Saturday, June 28, 2014

On the ocean

The Northwoods Writers' Conference has come to a close. A wonderful experience! When applying earlier this year, it seemed like a good idea to stay through Sunday since the Saturday morning events ran right up to the departure time for my bus. That decision has left me all alone here with 23+ hours to kill before my bus tomorrow. On-line weather says 80% chance of rain all day.

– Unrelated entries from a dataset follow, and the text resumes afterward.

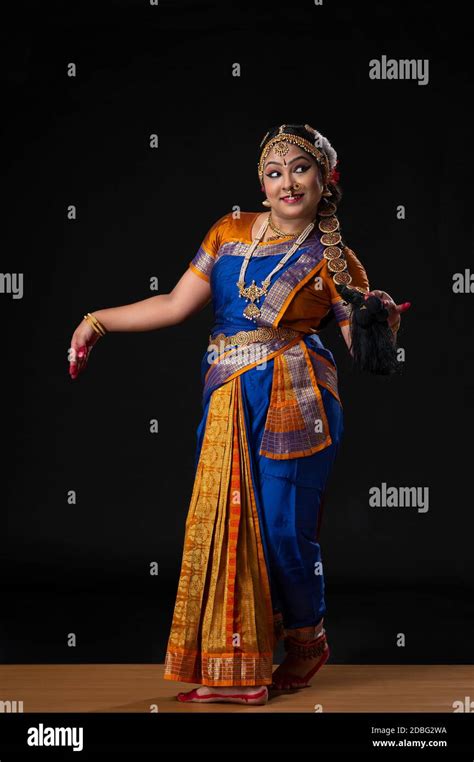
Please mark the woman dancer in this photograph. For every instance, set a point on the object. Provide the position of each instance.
(251, 570)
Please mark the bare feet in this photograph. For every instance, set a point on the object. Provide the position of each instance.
(232, 694)
(294, 672)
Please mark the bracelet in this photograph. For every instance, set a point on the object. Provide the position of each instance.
(98, 327)
(394, 329)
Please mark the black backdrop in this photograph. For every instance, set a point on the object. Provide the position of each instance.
(84, 568)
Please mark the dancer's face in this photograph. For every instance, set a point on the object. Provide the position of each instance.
(296, 170)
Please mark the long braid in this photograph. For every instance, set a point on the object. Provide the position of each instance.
(373, 346)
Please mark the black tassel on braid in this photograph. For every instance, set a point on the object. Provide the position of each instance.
(373, 345)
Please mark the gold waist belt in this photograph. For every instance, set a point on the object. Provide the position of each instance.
(260, 334)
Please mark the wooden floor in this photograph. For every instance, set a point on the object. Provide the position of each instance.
(140, 688)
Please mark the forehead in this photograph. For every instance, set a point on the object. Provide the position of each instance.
(292, 152)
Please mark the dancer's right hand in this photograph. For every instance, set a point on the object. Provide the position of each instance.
(82, 342)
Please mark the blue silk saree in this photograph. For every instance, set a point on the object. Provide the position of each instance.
(270, 429)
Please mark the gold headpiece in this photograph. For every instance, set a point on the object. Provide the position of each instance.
(280, 143)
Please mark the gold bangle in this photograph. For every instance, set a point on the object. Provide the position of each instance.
(98, 327)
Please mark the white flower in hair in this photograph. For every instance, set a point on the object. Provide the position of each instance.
(323, 143)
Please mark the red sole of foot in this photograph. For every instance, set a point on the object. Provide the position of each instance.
(261, 697)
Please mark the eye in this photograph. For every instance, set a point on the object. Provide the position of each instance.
(304, 167)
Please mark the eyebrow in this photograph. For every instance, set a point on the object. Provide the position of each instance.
(279, 162)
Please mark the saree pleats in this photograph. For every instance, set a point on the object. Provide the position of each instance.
(222, 631)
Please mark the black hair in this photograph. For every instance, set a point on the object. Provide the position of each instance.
(373, 345)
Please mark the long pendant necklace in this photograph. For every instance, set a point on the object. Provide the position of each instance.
(254, 292)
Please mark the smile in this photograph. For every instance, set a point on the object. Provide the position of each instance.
(292, 199)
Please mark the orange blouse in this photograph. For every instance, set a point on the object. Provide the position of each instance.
(310, 303)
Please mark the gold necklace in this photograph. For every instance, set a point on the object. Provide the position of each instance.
(254, 292)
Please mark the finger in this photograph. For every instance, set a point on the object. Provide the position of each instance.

With my time I've written a new query letter, per Sheri Joseph's--the conference fiction guru--suggestions. Took a couple hours and it's much better. The sun peeked out and I took a last walk around Diamond Point Park. I sat at the very point and looked out over Lake Bemidji. A binocular-like contraption on a stand stood right in front of me. I thought to look out through it but decided against it--I liked the vastness of the lake and didn't want to diminish it. A kid--maybe eight--ran by me and right up to the binocular set-up. He looked out, then turned to what I assume was his sister and yelled, "Look! Can see the ocean bigger!" His sister ran up and took the quickest possible look before running after her brother.

With the wind blowing in, the waves actually crashed against the shore. I got up to come back here and write about the boy. Walking along the lake I watched a bunch of older kids swimming out past signs that read: DANGER! DROP-OFF. NO SWIMMING! They were plenty old enough to read, so they obviously took this as an invitation. Gimme a kid who doesn't know a lake from an ocean any day...

It's pouring rain right now and they're probably still swimming.